Predannack Airfield is routinely used for training purposes by helicopters from the Royal Navy. RNAS Culdrose is the Aerodrome Operator and responsible for actively managing and running the satellite airfield.

It is also the practise base of Royal Naval School of Flight Deck Operations, which has a number of dummy aircraft for fire extinguishing practice.

700X Naval Air Squadron continually use the airfield to operate Remotely Piloted Air Systems into the south coast exercise areas.

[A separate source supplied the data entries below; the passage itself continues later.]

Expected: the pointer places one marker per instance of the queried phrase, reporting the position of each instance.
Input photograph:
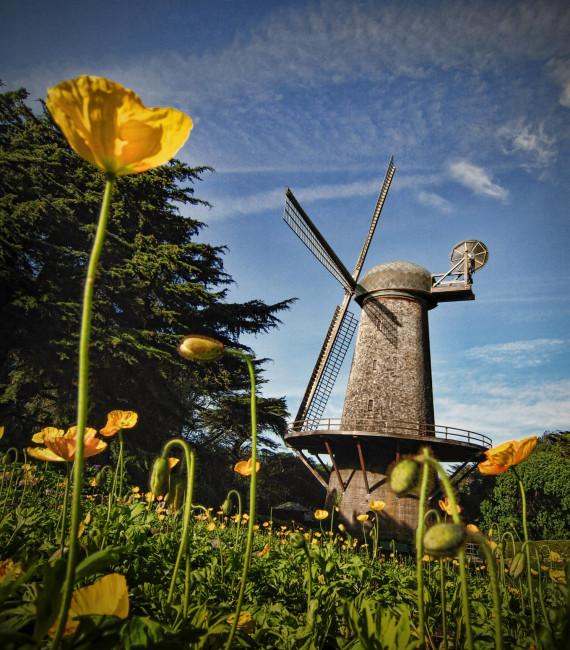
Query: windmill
(388, 408)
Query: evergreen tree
(156, 283)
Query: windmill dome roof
(403, 276)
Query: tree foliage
(546, 478)
(156, 283)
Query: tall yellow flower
(446, 506)
(107, 596)
(500, 458)
(321, 514)
(60, 448)
(245, 467)
(110, 127)
(118, 420)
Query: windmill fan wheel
(476, 251)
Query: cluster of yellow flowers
(59, 446)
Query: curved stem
(426, 458)
(82, 405)
(252, 490)
(64, 510)
(527, 550)
(419, 551)
(540, 595)
(497, 604)
(190, 468)
(238, 525)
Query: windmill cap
(399, 276)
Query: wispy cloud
(530, 140)
(559, 70)
(506, 412)
(272, 199)
(477, 180)
(435, 201)
(519, 354)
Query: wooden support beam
(311, 469)
(339, 477)
(363, 466)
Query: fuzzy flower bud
(159, 478)
(444, 540)
(517, 565)
(404, 476)
(176, 493)
(297, 540)
(200, 348)
(227, 507)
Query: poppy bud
(227, 507)
(444, 540)
(404, 476)
(160, 477)
(200, 348)
(517, 565)
(297, 540)
(176, 493)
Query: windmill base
(398, 519)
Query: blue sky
(471, 98)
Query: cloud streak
(519, 354)
(476, 179)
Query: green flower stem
(497, 604)
(238, 524)
(419, 552)
(82, 406)
(309, 581)
(64, 509)
(527, 550)
(504, 551)
(252, 490)
(190, 469)
(441, 584)
(540, 594)
(428, 460)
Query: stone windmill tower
(388, 409)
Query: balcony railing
(388, 428)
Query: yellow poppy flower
(107, 596)
(245, 467)
(321, 514)
(200, 348)
(245, 622)
(62, 448)
(446, 506)
(559, 577)
(118, 420)
(500, 458)
(39, 437)
(110, 127)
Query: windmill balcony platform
(386, 438)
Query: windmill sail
(335, 346)
(297, 219)
(343, 324)
(379, 205)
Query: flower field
(306, 587)
(89, 560)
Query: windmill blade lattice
(329, 362)
(343, 324)
(305, 229)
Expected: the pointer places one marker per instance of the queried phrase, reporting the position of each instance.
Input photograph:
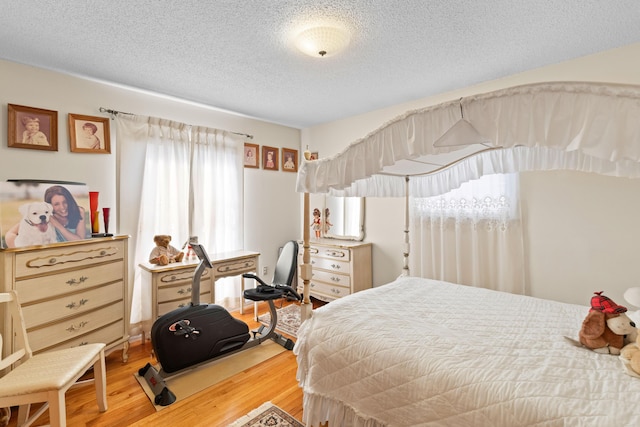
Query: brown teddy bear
(164, 253)
(607, 328)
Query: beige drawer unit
(170, 286)
(339, 268)
(72, 293)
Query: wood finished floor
(273, 380)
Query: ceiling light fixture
(323, 41)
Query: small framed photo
(33, 128)
(251, 154)
(89, 134)
(270, 158)
(289, 160)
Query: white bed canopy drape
(592, 127)
(582, 126)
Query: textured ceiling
(239, 56)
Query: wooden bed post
(405, 252)
(305, 269)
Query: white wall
(573, 281)
(271, 204)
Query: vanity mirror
(343, 218)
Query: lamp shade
(323, 41)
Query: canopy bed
(424, 352)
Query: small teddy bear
(164, 253)
(607, 328)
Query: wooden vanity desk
(171, 284)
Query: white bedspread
(419, 352)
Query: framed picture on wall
(269, 158)
(289, 160)
(88, 134)
(251, 155)
(32, 128)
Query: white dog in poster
(35, 228)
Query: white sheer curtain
(192, 184)
(217, 176)
(471, 235)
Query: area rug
(267, 414)
(288, 319)
(197, 379)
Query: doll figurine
(316, 225)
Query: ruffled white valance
(591, 127)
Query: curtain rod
(116, 112)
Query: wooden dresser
(339, 268)
(71, 293)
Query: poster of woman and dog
(34, 213)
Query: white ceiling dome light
(323, 40)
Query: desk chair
(45, 377)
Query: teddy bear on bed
(164, 253)
(607, 328)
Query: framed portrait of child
(32, 128)
(88, 134)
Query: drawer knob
(72, 282)
(73, 305)
(74, 328)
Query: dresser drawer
(76, 327)
(71, 305)
(48, 261)
(333, 253)
(184, 276)
(166, 307)
(109, 334)
(236, 267)
(71, 281)
(330, 264)
(331, 277)
(170, 293)
(333, 291)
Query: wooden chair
(44, 377)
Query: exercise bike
(192, 336)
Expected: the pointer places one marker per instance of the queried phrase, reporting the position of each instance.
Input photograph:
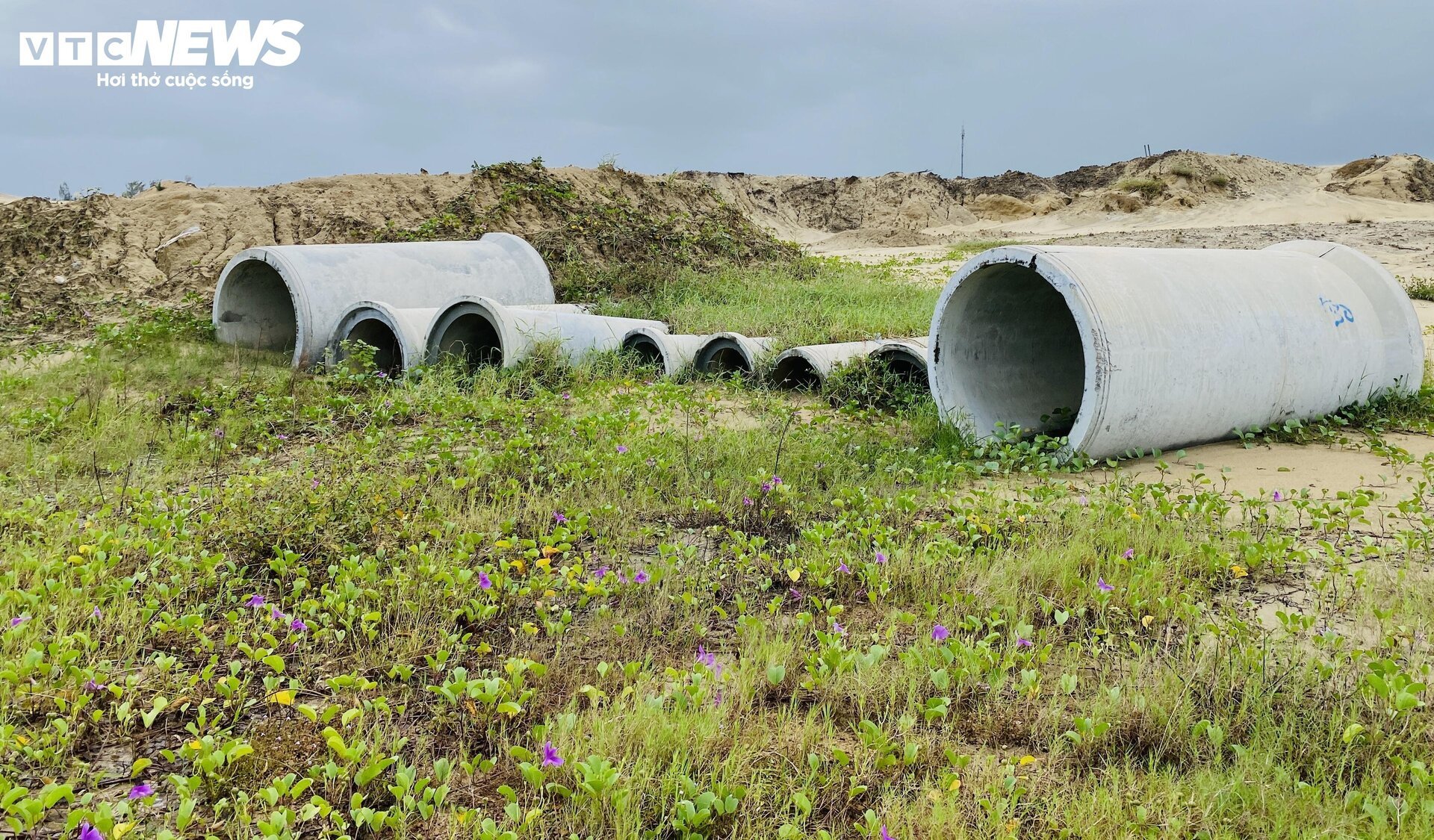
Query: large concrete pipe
(660, 347)
(1139, 349)
(732, 353)
(484, 332)
(905, 357)
(291, 297)
(807, 367)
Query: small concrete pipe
(1137, 349)
(807, 367)
(732, 353)
(291, 297)
(484, 332)
(905, 357)
(653, 346)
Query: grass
(1420, 288)
(556, 603)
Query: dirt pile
(905, 210)
(65, 264)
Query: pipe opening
(1011, 352)
(469, 337)
(904, 364)
(647, 352)
(723, 356)
(255, 308)
(796, 373)
(388, 355)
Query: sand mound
(1390, 178)
(63, 264)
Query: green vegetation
(575, 603)
(1420, 288)
(1147, 187)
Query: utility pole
(963, 149)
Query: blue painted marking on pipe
(1341, 313)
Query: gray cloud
(826, 88)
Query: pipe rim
(489, 310)
(911, 353)
(951, 403)
(299, 299)
(736, 341)
(790, 366)
(370, 311)
(656, 339)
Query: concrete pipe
(397, 336)
(732, 353)
(484, 332)
(291, 297)
(1139, 349)
(653, 346)
(905, 357)
(807, 367)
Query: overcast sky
(822, 88)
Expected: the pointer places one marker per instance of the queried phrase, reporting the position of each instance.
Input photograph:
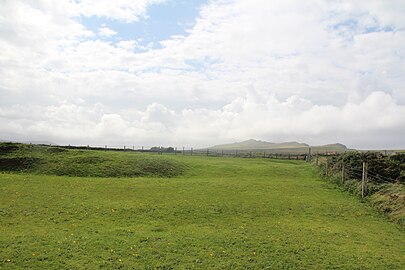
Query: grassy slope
(58, 161)
(223, 213)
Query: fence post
(343, 173)
(364, 181)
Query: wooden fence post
(364, 181)
(343, 173)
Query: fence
(370, 168)
(265, 153)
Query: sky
(203, 72)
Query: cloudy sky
(197, 73)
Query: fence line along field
(77, 209)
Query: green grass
(85, 163)
(220, 213)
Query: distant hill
(285, 147)
(256, 144)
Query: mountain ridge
(253, 144)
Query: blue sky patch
(160, 23)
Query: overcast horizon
(201, 73)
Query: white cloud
(106, 32)
(319, 72)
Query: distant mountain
(285, 147)
(256, 145)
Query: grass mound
(67, 162)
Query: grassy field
(213, 213)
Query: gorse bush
(381, 168)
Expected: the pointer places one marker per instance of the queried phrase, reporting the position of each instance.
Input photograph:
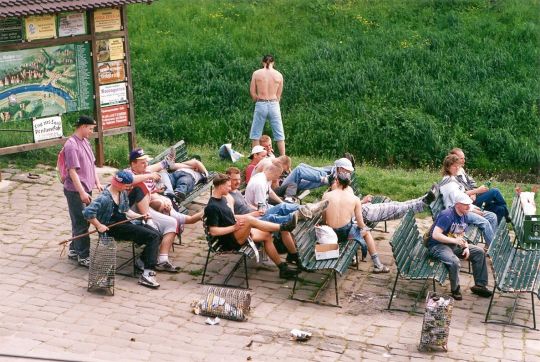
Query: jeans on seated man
(343, 206)
(446, 243)
(145, 194)
(112, 206)
(490, 199)
(233, 231)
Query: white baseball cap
(344, 163)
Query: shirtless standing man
(343, 205)
(265, 90)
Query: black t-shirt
(218, 213)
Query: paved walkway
(45, 310)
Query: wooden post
(132, 142)
(100, 154)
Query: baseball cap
(85, 120)
(462, 198)
(255, 150)
(123, 177)
(138, 154)
(344, 163)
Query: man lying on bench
(233, 231)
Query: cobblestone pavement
(46, 311)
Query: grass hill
(396, 82)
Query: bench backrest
(405, 240)
(526, 227)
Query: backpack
(61, 170)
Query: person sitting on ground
(447, 244)
(266, 142)
(342, 207)
(233, 230)
(489, 199)
(145, 199)
(112, 206)
(450, 188)
(257, 154)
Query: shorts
(272, 112)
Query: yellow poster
(110, 49)
(40, 27)
(107, 20)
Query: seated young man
(343, 206)
(233, 230)
(112, 206)
(490, 199)
(446, 243)
(145, 199)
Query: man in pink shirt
(82, 178)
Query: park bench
(305, 237)
(515, 270)
(182, 156)
(215, 249)
(412, 257)
(526, 227)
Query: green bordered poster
(11, 30)
(45, 81)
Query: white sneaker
(148, 279)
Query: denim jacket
(102, 207)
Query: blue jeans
(486, 223)
(450, 255)
(352, 231)
(494, 202)
(303, 177)
(79, 225)
(280, 214)
(264, 110)
(182, 181)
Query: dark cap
(138, 154)
(85, 120)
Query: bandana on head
(344, 176)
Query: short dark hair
(220, 179)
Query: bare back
(266, 83)
(341, 208)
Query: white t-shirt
(257, 190)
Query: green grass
(396, 82)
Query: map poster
(10, 30)
(41, 82)
(115, 116)
(40, 27)
(111, 72)
(112, 94)
(107, 20)
(71, 24)
(110, 49)
(47, 128)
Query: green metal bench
(515, 271)
(182, 156)
(412, 257)
(215, 249)
(526, 227)
(305, 237)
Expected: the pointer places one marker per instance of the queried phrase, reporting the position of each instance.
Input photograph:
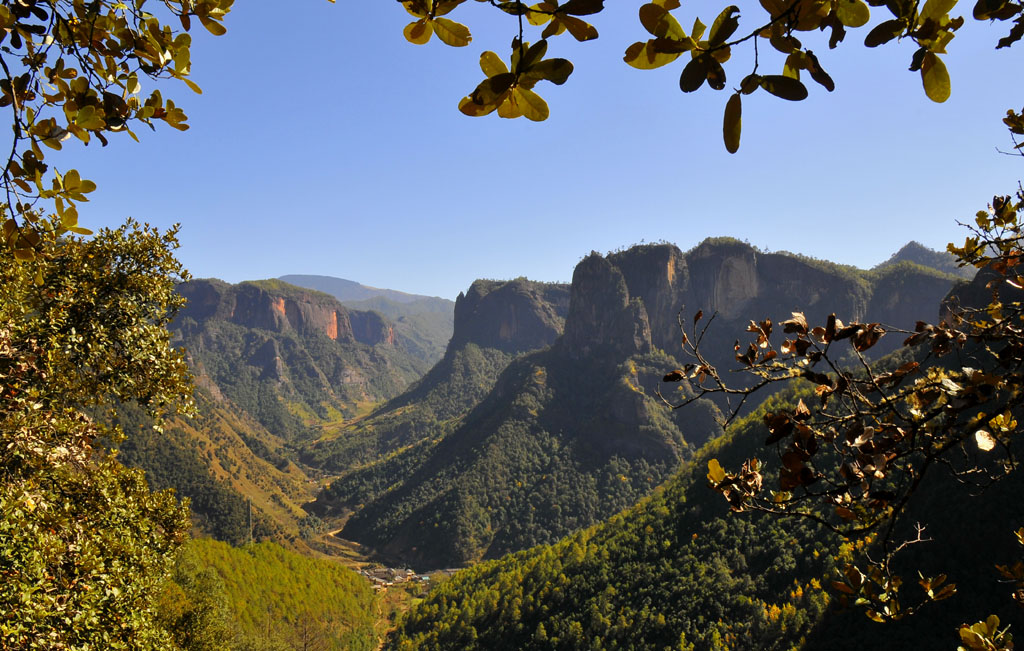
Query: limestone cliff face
(283, 308)
(630, 301)
(512, 316)
(602, 318)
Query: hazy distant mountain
(423, 323)
(271, 362)
(351, 291)
(920, 254)
(567, 435)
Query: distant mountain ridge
(423, 323)
(350, 290)
(920, 254)
(582, 406)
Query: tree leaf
(531, 105)
(715, 472)
(418, 32)
(732, 123)
(646, 56)
(724, 27)
(659, 23)
(492, 64)
(452, 33)
(784, 87)
(694, 74)
(935, 78)
(884, 32)
(936, 9)
(853, 13)
(213, 27)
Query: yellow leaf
(509, 109)
(935, 78)
(452, 33)
(418, 32)
(532, 105)
(715, 472)
(643, 56)
(853, 13)
(732, 123)
(492, 64)
(212, 26)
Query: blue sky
(326, 143)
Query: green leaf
(935, 78)
(732, 123)
(784, 87)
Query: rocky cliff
(513, 316)
(632, 301)
(278, 307)
(571, 432)
(290, 357)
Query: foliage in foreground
(678, 571)
(263, 597)
(85, 544)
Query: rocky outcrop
(631, 301)
(602, 318)
(513, 316)
(279, 307)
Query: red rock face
(332, 327)
(278, 305)
(255, 306)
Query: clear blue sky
(326, 143)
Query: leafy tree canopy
(781, 34)
(73, 69)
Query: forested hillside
(265, 598)
(680, 571)
(574, 432)
(423, 323)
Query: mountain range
(534, 421)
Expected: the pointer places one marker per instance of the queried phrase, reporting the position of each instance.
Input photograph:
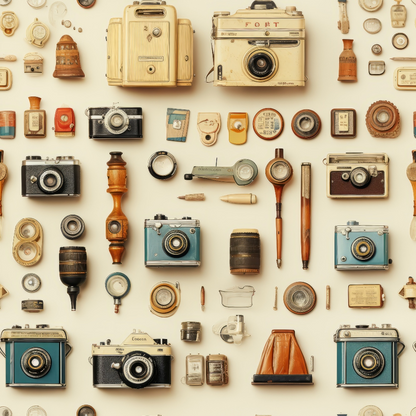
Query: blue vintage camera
(361, 247)
(35, 357)
(368, 356)
(171, 242)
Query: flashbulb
(117, 285)
(31, 282)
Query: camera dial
(137, 369)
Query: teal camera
(35, 357)
(171, 242)
(368, 356)
(361, 247)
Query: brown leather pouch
(282, 361)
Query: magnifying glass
(117, 285)
(279, 172)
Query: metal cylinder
(72, 270)
(245, 251)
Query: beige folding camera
(259, 46)
(150, 47)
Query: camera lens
(363, 248)
(368, 362)
(261, 65)
(280, 170)
(138, 369)
(50, 181)
(27, 251)
(86, 410)
(31, 282)
(175, 243)
(360, 177)
(72, 227)
(36, 362)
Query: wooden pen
(305, 213)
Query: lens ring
(131, 363)
(368, 362)
(36, 362)
(363, 248)
(300, 298)
(120, 118)
(261, 64)
(175, 243)
(117, 285)
(55, 179)
(31, 282)
(72, 227)
(360, 177)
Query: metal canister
(191, 331)
(245, 251)
(7, 124)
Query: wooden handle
(279, 228)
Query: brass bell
(67, 59)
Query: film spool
(245, 251)
(306, 124)
(162, 165)
(32, 306)
(268, 124)
(72, 227)
(300, 298)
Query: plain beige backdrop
(95, 320)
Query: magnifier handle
(279, 228)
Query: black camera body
(139, 362)
(51, 177)
(114, 122)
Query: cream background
(94, 319)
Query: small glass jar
(191, 331)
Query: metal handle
(68, 348)
(403, 347)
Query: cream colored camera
(259, 46)
(150, 47)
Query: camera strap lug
(68, 349)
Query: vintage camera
(357, 175)
(150, 47)
(35, 357)
(138, 362)
(361, 247)
(259, 46)
(51, 177)
(114, 122)
(368, 356)
(171, 242)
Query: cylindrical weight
(245, 251)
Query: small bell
(67, 59)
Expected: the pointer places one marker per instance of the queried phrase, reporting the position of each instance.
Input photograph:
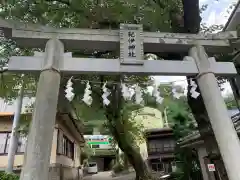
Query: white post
(40, 137)
(223, 128)
(14, 135)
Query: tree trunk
(192, 25)
(113, 114)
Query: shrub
(6, 176)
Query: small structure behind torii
(133, 42)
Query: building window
(5, 141)
(65, 147)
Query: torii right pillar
(223, 128)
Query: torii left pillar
(36, 165)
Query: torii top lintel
(33, 35)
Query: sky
(217, 13)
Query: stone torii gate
(133, 42)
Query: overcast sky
(217, 13)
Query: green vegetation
(155, 15)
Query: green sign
(95, 143)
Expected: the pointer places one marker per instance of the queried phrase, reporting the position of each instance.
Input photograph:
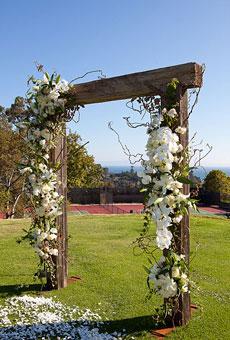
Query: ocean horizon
(201, 172)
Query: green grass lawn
(113, 281)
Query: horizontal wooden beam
(136, 84)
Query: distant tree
(12, 149)
(216, 181)
(82, 172)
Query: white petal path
(27, 317)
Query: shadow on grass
(11, 290)
(132, 326)
(127, 328)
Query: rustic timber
(125, 87)
(59, 155)
(136, 84)
(183, 311)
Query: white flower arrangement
(165, 202)
(45, 123)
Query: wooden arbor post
(148, 83)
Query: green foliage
(217, 181)
(83, 172)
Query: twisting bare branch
(89, 72)
(126, 149)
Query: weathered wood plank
(136, 84)
(183, 313)
(59, 155)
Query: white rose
(42, 142)
(27, 169)
(53, 230)
(54, 252)
(172, 113)
(181, 130)
(36, 191)
(177, 219)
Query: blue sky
(119, 37)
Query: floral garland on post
(47, 115)
(164, 173)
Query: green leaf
(146, 269)
(47, 76)
(184, 180)
(58, 79)
(158, 200)
(143, 190)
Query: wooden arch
(128, 86)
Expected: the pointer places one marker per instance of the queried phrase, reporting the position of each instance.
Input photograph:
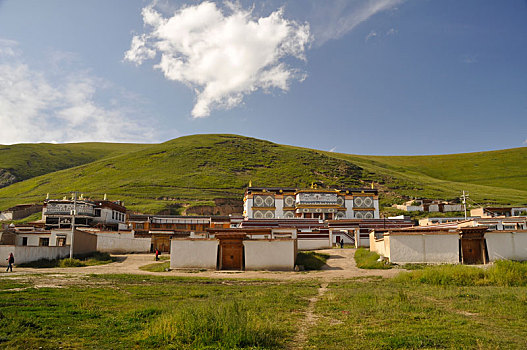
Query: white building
(289, 203)
(102, 213)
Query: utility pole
(73, 213)
(464, 201)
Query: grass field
(125, 311)
(387, 314)
(194, 170)
(130, 311)
(365, 259)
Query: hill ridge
(186, 169)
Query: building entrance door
(231, 252)
(471, 250)
(473, 246)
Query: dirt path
(340, 265)
(310, 319)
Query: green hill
(24, 161)
(194, 170)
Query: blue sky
(364, 77)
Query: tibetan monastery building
(323, 204)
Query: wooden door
(231, 254)
(471, 250)
(162, 244)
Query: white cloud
(37, 108)
(469, 59)
(339, 17)
(391, 31)
(223, 57)
(370, 35)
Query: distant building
(466, 243)
(487, 212)
(429, 206)
(499, 223)
(323, 204)
(20, 211)
(56, 214)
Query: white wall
(6, 216)
(270, 254)
(25, 254)
(377, 246)
(376, 206)
(452, 207)
(279, 205)
(122, 243)
(193, 253)
(424, 248)
(506, 245)
(313, 244)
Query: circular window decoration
(358, 202)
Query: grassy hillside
(24, 161)
(192, 169)
(497, 177)
(196, 169)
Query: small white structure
(119, 242)
(29, 254)
(236, 249)
(198, 253)
(507, 245)
(468, 245)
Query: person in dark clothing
(10, 262)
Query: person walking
(10, 262)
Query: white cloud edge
(39, 108)
(222, 57)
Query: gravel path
(340, 265)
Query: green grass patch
(228, 325)
(156, 267)
(501, 273)
(153, 312)
(370, 260)
(91, 260)
(311, 260)
(390, 314)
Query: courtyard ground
(120, 306)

626 Volunteer Gliding Squadron unit operated by the RAF Air Cadets are also a lodger unit based at Predannack Airfield The airfield is also used by Goonhilly Model Flying Club (with MoD permission) and there has been hobby model flying on the field since the 1950s. The site is currently used by the international disaster relief agency Shelterbox as part of its Academy for Disaster Relief.

===Jollytown===
Two semi-detached cottages, part of the St Just Estate, are in an isolated position on the west side of the airfield and can be reached only by the main airfield gate and the airfield perimeter road. The painter and etcher Bryan Ingham occupied the western cottage from 1958 until his death in 1997.

==Scientific interest==
On the west side of the spectacular Lizard Peninsula, parts of the base away from the operational areas are in a Site of Special Scientific Interest (SSSI) for its combination of botany (including orchids, Cornish heath, magic mushroom), zoology (including butterflies, and snakes notably the venomous common adder) and geology (bastite and serpentinite).